La guerra stava iniziando ad essere ridicola. Fra conferme e smentite gli uffici stampa che gestivano il conflitto stavano giocando una lunga ed estenuante partita a scacchi. La gente iniziò ad accorgersene e le prime pagine tornarono alle riforme e all’elezione del nuovo presidente della Repubblica.
Io ero indeciso, mi sarebbe piaciuto toccare la guerra con le mani ma avevo molta paura.
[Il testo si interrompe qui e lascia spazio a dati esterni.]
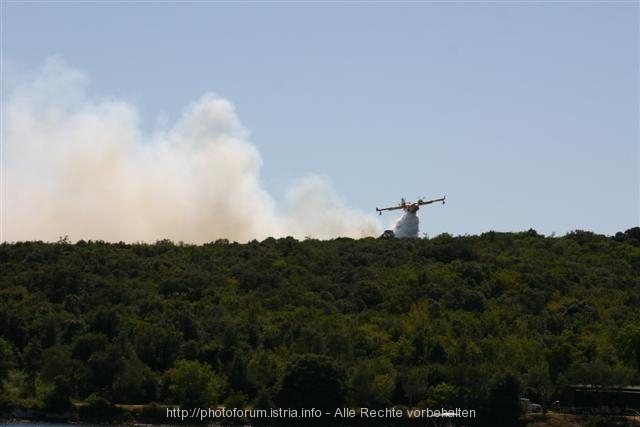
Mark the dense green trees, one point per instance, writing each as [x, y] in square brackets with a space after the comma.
[472, 321]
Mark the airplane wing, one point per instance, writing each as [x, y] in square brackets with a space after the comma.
[427, 202]
[393, 208]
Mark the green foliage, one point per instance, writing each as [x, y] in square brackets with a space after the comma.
[371, 322]
[312, 381]
[194, 384]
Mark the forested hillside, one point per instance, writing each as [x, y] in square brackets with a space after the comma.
[471, 321]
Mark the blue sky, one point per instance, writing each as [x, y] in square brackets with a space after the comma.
[524, 114]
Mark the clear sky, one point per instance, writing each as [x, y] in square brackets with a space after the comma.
[524, 114]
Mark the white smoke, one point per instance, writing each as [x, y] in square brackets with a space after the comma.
[81, 167]
[407, 225]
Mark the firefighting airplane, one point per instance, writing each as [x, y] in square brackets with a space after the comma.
[410, 207]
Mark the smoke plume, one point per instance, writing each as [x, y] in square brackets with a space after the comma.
[407, 225]
[81, 167]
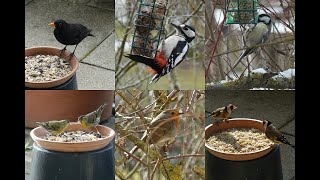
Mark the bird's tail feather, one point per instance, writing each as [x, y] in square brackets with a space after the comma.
[153, 63]
[155, 78]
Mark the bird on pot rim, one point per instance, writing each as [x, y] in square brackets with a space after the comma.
[54, 127]
[69, 34]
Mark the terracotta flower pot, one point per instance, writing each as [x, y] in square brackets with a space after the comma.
[45, 50]
[263, 164]
[48, 105]
[37, 134]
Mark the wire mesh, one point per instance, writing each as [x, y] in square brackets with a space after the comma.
[149, 27]
[241, 11]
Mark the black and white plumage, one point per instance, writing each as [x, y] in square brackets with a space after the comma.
[256, 35]
[171, 52]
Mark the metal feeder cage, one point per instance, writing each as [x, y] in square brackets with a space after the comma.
[241, 11]
[149, 28]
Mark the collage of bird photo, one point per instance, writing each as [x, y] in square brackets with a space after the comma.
[160, 90]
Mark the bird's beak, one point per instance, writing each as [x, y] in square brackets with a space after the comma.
[176, 26]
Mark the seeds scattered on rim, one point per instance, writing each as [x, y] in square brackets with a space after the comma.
[42, 68]
[75, 136]
[239, 140]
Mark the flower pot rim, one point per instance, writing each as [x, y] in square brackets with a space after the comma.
[238, 156]
[53, 51]
[109, 134]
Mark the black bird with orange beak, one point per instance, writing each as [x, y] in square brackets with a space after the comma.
[69, 34]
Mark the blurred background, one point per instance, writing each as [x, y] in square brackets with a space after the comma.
[224, 45]
[188, 149]
[188, 75]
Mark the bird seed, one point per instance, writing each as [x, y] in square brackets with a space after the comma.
[239, 140]
[42, 68]
[74, 136]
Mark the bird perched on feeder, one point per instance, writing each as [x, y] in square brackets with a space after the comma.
[163, 129]
[274, 134]
[54, 127]
[92, 119]
[223, 112]
[256, 35]
[171, 52]
[69, 34]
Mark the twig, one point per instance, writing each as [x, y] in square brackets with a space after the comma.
[286, 39]
[133, 156]
[184, 156]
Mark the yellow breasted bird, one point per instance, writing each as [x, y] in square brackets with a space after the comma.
[92, 119]
[223, 112]
[274, 134]
[54, 127]
[163, 129]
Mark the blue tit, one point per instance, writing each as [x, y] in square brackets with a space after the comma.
[274, 134]
[223, 112]
[54, 127]
[256, 35]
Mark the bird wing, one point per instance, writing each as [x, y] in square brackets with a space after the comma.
[80, 32]
[176, 57]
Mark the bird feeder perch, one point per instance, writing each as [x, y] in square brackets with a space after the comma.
[241, 11]
[149, 27]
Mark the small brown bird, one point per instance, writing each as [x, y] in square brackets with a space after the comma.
[163, 129]
[54, 127]
[223, 112]
[274, 134]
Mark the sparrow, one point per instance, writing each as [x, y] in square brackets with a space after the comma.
[54, 127]
[162, 129]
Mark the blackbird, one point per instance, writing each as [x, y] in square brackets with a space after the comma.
[69, 34]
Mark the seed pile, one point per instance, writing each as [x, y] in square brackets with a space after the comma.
[239, 140]
[42, 68]
[74, 136]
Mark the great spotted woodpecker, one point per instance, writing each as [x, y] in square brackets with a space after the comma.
[171, 52]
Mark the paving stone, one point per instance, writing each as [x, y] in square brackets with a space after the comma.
[102, 4]
[94, 78]
[103, 55]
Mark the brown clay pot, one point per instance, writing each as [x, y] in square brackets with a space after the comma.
[46, 105]
[45, 50]
[235, 123]
[38, 133]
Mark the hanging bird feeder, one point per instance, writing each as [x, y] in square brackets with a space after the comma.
[149, 27]
[241, 11]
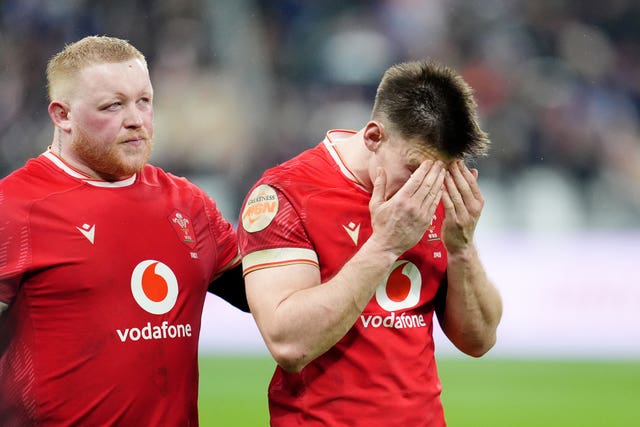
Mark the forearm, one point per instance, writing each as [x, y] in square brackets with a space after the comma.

Avrei voluto andare a vedere Belgrado ma anche i kosovari straziati dai soldati serbi. Avevo voglia di viaggiare, o forse di risolvere nel modo più semplice i dubbi della mia età.
A fine giugno la guerra era retrocessa in quinta pagina e i reporter si allontanavano da Belgrado. Ora l’attenzione era incentrata su Ancona e Brindisi: il contingente militare Nato fu triplicato. Il governo rivolse un appello per il sostegno nazionale "in questo periodo storico che vede lo scontro fra le barbarie nazionalistiche e le grandi democrazie". Le associazioni umanitarie non governative iniziarono a formare milizie di pace in aiuto al popolo serbo. Milosevic era quasi sparito di scena, ma i serbi continuavano a stare per strada a beccarsi le bombe.
Senza dire niente alle nostre famiglie decidemmo di aderire al programma aiuti di una organizzazione di Torino, una settimana al campo orfani di bambini kosovari e serbi, situato oltre il confine serbo e gestito dalla Croce Rossa internazionale. Così, al posto delle birre e del brezel, avremmo contaminato i nostri sensi con la guerra.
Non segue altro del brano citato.